Los restos de Francisca Viveros Barradas, conocida artísticamente como Paquita la del Barrio, fueron trasladados al crematorio tras su velación en el Crematorio Bosques del Recuerdo.
Este miércoles, al mediodía, se llevará a cabo un homenaje en Alto Lucero, su tierra natal, donde se oficiará una misa de cuerpo presente en la parroquia Cristo Rey.
Viola Dorantes, hermana de la cantante, afirmó que sus últimos momentos fueron tranquilos. “Ella murió en paz porque se durmió, estaba dormida, estaba feliz. El domingo estábamos comiendo. Comió muy bien, estaba feliz”, relató.
En su última comida, Paquita degustó un caldo de pollo con verdura, pollo encebollado, frijoles y un poco de mole, platillo que disfrutaba.
La memoria de la cantante, dijo Dorantes, se mantendrá en el público que la acompañó a lo largo de su carrera.
“Paquita la del Barrio no ha muerto, la llevamos en el corazón y en nuestra mente”. La cantante agradeció también el apoyo de sus seguidores. “Darles las gracias por ese amor, ese cariño, ese apoyo. Ustedes como público son quienes la han hecho”.

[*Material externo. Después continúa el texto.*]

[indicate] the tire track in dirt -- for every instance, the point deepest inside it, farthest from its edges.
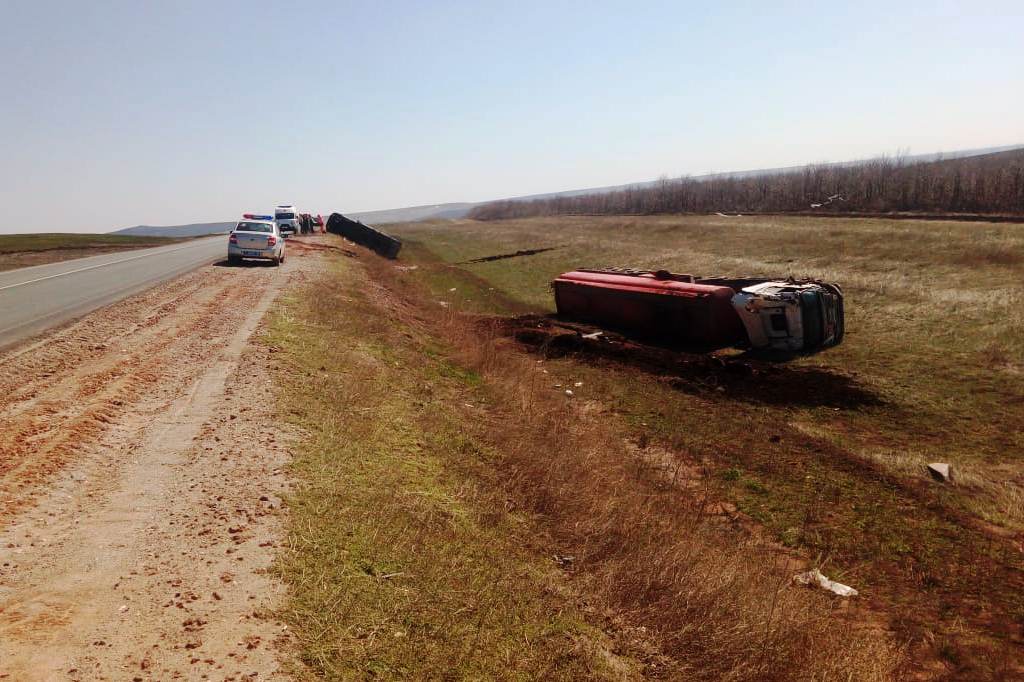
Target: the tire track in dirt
(140, 476)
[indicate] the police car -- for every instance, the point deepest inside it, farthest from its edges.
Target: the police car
(256, 237)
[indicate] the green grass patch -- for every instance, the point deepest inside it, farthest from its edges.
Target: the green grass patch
(930, 371)
(400, 565)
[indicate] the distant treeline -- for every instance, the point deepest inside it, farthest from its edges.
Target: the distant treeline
(991, 183)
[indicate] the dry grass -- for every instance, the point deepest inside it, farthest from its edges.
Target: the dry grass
(716, 599)
(826, 453)
(397, 567)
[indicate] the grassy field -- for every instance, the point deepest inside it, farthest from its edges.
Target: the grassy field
(826, 454)
(36, 249)
(456, 518)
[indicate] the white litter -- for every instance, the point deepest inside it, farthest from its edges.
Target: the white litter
(815, 577)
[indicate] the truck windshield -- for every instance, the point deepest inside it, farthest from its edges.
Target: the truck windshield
(254, 227)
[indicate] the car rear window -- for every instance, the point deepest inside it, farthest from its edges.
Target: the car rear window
(254, 227)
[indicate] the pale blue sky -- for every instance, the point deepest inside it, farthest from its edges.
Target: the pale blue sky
(123, 113)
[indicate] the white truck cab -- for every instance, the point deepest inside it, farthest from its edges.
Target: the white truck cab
(287, 218)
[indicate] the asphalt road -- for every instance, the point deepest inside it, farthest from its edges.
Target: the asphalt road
(33, 299)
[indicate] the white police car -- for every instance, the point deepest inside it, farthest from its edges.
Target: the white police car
(256, 237)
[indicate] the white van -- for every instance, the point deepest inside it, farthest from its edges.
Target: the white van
(287, 218)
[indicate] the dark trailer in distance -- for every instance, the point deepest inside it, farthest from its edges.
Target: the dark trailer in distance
(373, 239)
(790, 316)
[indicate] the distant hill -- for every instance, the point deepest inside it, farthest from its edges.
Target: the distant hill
(962, 184)
(458, 210)
(194, 229)
(463, 209)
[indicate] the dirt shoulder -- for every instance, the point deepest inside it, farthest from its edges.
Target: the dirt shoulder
(141, 476)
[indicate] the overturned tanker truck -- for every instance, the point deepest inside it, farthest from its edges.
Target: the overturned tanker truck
(790, 316)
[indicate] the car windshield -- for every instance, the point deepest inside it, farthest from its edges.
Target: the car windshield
(254, 227)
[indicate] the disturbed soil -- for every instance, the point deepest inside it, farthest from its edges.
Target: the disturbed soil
(140, 480)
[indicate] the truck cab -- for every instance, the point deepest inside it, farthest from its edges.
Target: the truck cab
(792, 316)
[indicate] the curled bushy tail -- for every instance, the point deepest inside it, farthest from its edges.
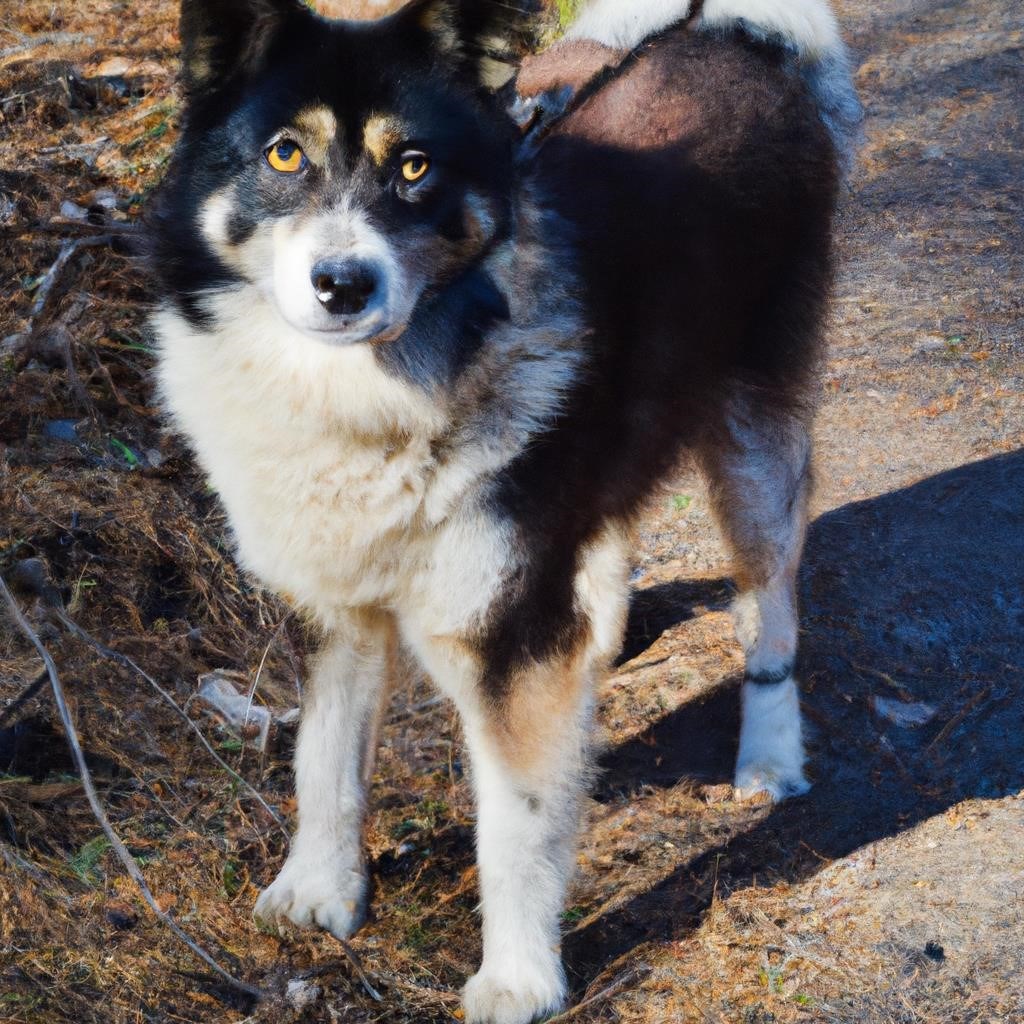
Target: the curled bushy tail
(807, 28)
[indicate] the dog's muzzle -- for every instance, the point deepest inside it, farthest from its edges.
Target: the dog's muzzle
(346, 287)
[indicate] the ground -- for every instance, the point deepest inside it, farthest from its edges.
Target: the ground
(892, 893)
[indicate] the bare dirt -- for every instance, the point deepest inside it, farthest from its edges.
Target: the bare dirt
(894, 892)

Además del homenaje en Alto Lucero, la hermana de Paquita anunció que participará en un evento en el Auditorio Nacional donde interpretará parte de su repertorio si se lo permiten.
“Voy a cantar parte de su repertorio si me lo permiten. Con mucho gusto lo voy a hacer y con el corazón en la mano”. La presentación que la cantante tenía programada en ese recinto el 16 de marzo, junto a La Sonora Santanera, se convertirá en un tributo póstumo.
Viola recordó los momentos que compartió con Paquita, con quien formó el dúo “Las Golondrinas”. Ambas emigraron juntas a la Ciudad de México en busca de oportunidades en la música, aunque fue su hermana quien logró destacar.
En su última conversación, hablaron sobre los recuerdos de su carrera. “Fuimos a muchas partes, cantamos juntas, tuvimos algunas diferencias, pero no por eso se olvidó. Dios me permitió estar con ella siempre, en las buenas y en las malas”.